AFAIK that can break because of the strict aliasing rules (although it might work in practice). Even if char can alias anything, the reverse is not true and you can't legally store other types in a static array of char type. You should be able to use anonymous memory though, so for example if you get your storeag via mmap or some other allocator it should be fine.


There isn't anything called mmap in the C standard. That's what I mean by it not being possible to implement in standard C. It is possible in some implementations of C.


> The malloc function allocates space for an object whose size is specified by size and whose value is indeterminate.

> The lifetime of an allocated object extends from the allocation until the deallocation. Each such allocation shall yield a pointer to an object disjoint from any other object.

A static array is "an object" already. A pointer to the middle of it is not a new object.


As the other person pointed out, anything that happens before main is strictly not covered by the C standard.

Even things like “printf” can’t be implemented purely in standard C. Even making a syscall is outside of the scope of the C standard.

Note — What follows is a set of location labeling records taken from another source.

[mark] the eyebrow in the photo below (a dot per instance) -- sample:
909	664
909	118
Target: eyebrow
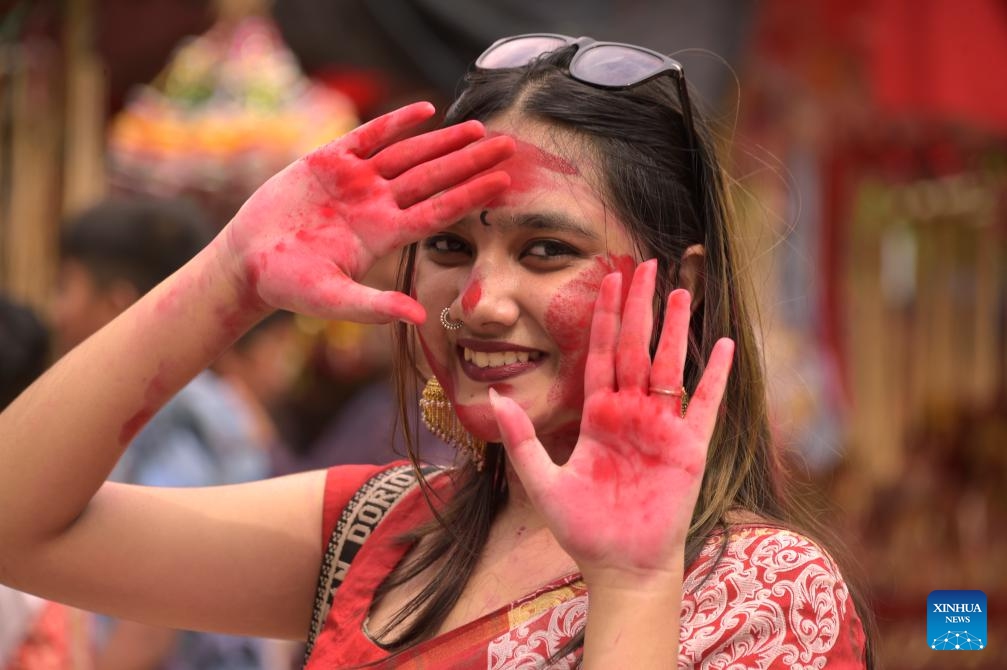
551	222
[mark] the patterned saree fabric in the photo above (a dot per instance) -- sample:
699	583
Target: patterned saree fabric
769	598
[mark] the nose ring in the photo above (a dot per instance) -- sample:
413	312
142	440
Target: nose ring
447	322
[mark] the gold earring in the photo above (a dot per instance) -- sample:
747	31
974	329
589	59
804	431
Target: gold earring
438	415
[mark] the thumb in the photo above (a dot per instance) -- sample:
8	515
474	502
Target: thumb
534	466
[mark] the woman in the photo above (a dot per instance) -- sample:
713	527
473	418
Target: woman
549	251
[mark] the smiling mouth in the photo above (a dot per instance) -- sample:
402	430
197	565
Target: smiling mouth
483	360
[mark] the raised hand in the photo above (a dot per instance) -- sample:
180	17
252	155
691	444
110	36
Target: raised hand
622	504
302	238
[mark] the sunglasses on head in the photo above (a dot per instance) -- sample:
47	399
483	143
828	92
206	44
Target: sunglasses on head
612	65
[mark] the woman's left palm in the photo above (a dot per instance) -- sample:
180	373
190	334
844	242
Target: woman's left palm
623	501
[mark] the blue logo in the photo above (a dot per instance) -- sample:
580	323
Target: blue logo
956	620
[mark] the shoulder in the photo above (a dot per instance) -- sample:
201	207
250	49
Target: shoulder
355	486
765	596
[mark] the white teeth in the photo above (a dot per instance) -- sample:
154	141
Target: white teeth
497	359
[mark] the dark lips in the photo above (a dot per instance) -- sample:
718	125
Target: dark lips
478	374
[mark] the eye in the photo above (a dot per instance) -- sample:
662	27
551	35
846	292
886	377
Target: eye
550	249
446	248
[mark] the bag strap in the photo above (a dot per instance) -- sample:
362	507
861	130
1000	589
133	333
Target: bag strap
360	517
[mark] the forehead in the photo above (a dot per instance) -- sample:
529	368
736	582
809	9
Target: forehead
554	172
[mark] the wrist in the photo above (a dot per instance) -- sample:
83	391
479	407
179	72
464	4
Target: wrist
634	580
238	280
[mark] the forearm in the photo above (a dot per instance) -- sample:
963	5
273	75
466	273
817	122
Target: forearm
133	646
633	624
61	437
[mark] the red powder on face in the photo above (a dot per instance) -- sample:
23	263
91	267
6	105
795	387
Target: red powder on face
525	168
471	296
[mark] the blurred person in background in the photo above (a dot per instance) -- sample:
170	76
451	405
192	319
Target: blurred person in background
34	634
110	255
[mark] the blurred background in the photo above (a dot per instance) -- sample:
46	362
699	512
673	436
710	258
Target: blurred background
868	140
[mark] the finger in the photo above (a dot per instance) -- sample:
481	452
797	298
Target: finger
446	208
632	354
705	402
336	296
370	138
412	151
670	359
530	459
599	371
436	175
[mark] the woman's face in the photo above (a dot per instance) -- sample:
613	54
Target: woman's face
522	276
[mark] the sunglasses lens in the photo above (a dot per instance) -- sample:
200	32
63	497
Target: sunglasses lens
614	65
518	52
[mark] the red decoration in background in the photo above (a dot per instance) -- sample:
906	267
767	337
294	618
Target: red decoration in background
941	60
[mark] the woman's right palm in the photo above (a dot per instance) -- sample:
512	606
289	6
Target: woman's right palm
306	235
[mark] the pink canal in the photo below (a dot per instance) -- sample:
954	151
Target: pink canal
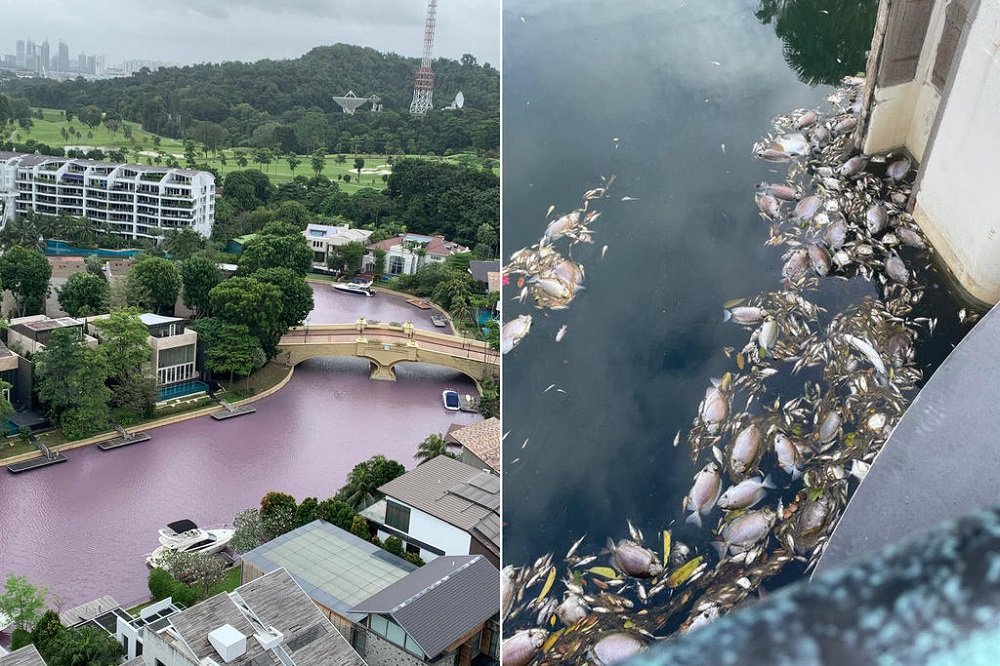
84	526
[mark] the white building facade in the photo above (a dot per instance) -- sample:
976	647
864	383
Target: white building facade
132	200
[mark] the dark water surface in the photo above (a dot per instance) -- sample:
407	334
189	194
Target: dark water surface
674	82
83	527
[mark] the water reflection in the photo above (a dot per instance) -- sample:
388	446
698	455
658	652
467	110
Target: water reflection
824	40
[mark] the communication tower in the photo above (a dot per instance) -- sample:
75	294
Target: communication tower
423	87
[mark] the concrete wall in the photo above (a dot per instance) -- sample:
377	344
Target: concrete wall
947	117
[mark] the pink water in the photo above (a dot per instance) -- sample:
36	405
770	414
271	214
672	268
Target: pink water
83	527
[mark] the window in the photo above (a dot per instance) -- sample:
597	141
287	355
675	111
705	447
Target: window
397	516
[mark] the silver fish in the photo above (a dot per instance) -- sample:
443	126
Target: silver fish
745	494
513	332
635	560
521	648
704	493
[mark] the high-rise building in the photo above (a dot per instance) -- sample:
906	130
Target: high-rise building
62	64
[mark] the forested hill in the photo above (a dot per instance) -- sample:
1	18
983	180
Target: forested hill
241	97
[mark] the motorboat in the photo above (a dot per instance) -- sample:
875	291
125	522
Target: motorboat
450	399
356	287
183	536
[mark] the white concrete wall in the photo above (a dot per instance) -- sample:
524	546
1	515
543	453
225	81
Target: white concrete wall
959	198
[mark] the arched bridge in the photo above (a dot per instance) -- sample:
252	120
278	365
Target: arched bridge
385	345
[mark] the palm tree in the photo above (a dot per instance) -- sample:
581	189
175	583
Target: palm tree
432	447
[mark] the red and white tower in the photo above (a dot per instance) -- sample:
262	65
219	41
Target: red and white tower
423	87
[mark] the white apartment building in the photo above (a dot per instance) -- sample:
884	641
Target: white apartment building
133	200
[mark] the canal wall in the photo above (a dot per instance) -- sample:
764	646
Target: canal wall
935	92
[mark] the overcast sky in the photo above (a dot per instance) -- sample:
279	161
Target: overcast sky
192	31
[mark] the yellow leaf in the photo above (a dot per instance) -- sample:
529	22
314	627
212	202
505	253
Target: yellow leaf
551	640
684	572
607	572
548	584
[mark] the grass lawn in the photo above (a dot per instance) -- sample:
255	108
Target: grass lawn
49	131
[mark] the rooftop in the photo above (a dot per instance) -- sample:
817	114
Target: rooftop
334	567
442	601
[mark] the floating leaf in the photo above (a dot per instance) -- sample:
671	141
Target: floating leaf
686	571
606	572
548	584
551	640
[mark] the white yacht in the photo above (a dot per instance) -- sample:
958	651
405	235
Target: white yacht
357	287
184	536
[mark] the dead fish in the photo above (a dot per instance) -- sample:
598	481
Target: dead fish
521	648
746	493
896	269
745	451
797	265
898	169
744	315
513	332
769	206
745	531
807	207
806	119
703	494
616	647
635	560
558	227
852	166
875	218
819	259
788	455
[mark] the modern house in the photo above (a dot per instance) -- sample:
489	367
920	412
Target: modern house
27	335
480	444
407	252
268	621
323	238
444	612
132	200
442	507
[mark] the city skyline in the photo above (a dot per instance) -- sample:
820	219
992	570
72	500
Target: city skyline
249	30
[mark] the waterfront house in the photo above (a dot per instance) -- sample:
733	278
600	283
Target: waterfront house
131	200
442	507
323	239
407	252
444	612
267	621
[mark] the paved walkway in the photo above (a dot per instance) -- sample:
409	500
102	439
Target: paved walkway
941	462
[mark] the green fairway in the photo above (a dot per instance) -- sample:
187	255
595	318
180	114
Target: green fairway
140	149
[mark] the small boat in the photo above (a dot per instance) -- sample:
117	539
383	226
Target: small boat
357	287
450	399
185	537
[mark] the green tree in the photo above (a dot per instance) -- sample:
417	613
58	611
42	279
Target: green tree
199	275
318	161
70	379
26	273
84	294
22	602
153	283
84	645
432	447
296	294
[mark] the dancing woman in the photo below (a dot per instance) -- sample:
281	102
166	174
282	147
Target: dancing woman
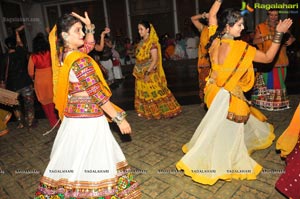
153	99
86	161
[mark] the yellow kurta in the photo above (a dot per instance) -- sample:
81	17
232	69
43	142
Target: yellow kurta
153	99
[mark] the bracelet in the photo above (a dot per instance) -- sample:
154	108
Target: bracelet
277	37
147	73
119	117
90	30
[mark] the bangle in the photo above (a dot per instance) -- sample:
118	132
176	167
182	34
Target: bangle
90	30
277	37
118	119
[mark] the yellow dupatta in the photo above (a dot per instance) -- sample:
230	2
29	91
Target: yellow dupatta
143	53
288	140
202	51
61	75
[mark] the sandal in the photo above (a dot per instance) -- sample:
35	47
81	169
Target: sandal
7	118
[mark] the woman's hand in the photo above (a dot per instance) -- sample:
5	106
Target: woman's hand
20	28
124	127
86	20
105	31
283	26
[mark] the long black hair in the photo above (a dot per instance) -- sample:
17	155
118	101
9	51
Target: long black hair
64	24
228	17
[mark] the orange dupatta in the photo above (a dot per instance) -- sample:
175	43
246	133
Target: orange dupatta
288	140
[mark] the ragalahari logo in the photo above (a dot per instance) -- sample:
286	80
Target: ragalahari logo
246	8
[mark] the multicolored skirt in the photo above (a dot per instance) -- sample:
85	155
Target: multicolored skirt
87	162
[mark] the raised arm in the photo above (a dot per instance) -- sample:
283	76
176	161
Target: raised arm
89	27
268	57
89	40
196	22
100	46
212	15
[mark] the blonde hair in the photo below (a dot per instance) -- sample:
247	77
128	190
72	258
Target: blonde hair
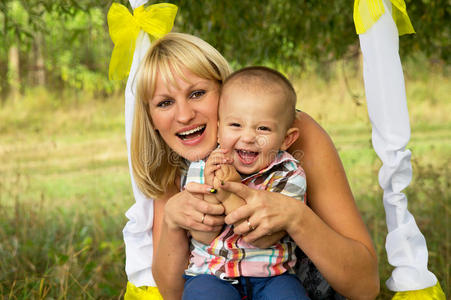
155	165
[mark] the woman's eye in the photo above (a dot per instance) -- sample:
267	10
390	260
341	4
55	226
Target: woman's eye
164	103
197	94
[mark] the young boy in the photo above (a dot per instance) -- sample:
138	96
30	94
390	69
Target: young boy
256	111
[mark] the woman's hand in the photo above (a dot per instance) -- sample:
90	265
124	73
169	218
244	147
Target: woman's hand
267	212
215	160
188	210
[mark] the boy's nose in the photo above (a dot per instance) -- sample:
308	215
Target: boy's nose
248	136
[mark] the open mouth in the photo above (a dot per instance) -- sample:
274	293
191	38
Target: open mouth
192	133
247	157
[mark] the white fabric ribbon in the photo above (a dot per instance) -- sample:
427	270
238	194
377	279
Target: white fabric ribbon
387	110
138	231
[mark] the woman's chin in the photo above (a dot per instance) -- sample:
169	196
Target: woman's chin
196	151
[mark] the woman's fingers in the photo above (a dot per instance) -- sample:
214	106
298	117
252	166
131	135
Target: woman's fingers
239	189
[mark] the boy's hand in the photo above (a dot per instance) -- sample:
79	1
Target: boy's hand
214	162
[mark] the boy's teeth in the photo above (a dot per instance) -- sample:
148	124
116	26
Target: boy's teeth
192	130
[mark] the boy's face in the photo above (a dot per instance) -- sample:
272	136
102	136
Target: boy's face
252	126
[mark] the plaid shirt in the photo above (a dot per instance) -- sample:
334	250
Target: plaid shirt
228	256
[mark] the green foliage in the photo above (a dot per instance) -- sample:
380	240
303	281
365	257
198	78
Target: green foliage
289	35
65	185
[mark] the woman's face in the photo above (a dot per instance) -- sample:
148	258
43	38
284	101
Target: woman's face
185	114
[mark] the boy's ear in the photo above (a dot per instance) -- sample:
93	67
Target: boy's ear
290	137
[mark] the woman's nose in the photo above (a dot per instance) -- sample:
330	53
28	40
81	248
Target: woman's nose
248	136
185	113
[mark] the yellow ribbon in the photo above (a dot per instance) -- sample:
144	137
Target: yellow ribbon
367	12
431	293
157	20
142	293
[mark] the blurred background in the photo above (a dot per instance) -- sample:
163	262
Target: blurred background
64	182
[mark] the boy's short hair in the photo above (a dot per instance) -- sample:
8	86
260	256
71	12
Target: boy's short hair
267	79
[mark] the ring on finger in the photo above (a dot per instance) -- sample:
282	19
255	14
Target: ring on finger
251	228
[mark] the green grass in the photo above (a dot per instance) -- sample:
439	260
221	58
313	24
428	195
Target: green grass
64	185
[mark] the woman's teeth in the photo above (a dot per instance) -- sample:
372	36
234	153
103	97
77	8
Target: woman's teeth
194	131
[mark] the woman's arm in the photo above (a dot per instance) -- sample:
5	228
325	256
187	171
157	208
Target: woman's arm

Another source of surprise:

  4[arr] // same as arr[4]


Thanks to array decay to pointer, we basically have `*(array_label+offset)` which in this case of yours we have `*(offset+array_label)`; in other words, `*(arr+4)` is the same as `*(4+arr)`...that's it, really!


By the same principle, these are exactly the same:

  arr[i][j]
  j[i[arr]]
These are the simplifications you'd do. You only need to know that a[x][y] is equivalent to (a[x])[y], and that a[x] is the same as x[a].

  arr[i][j]
  (arr[i])[j]
  (i[arr])[j]
  j[i[arr]]


The final obfuscated code snippet in the article brought to light another GCC extension:

https://stackoverflow.com/questions/34559705/ternary-conditi...


Found these silly tricks by the author of this blog on twitter first. Switch statement can do loops too https://twitter.com/lcamtuf/status/1807129116980007037


Also on the actually social network https://infosec.exchange/@lcamtuf/112701486085621844


aren't the switch shenanigans important to the duff's device?


Duff is relying on the fact you're allowed to intermingle the switch block and the loop in K&R C's syntax, the (common at the time but now generally frowned on or even prohibited in new languages) choice to drop-through cases if you don't explicitly break, and the related fact that C lets your loop jump back inside the switch.

Duff is trying to optimise MMIO, you wouldn't do anything close to this today even in C, not least because your MMIO is no longer similarly fast to your CPU instruction pace and for non-trivial amounts of data you have DMA (which Duff's hardware did not). In a modern language you also wouldn't treat "MMIO" as just pointer indirection, to make this stay working in C they have kept adding hacks to the type system rather than say OK, apparently this is an intrinsic, we should bake it into the freestanding mode of the stdlib.

Edited to add:

For my money the successor to Tom Duff's "Device" is WUFFS' "iterate loops" mechanism where you may specify how to partially unroll N steps of the loop, promising that this has equivalent results to running the main loop body N times but potentially faster. This makes it really easy for vectorisation to see what you're trying to do, while still handling those annoying corner cases where M % N != 0 correctly because that's the job of the tool, not the human.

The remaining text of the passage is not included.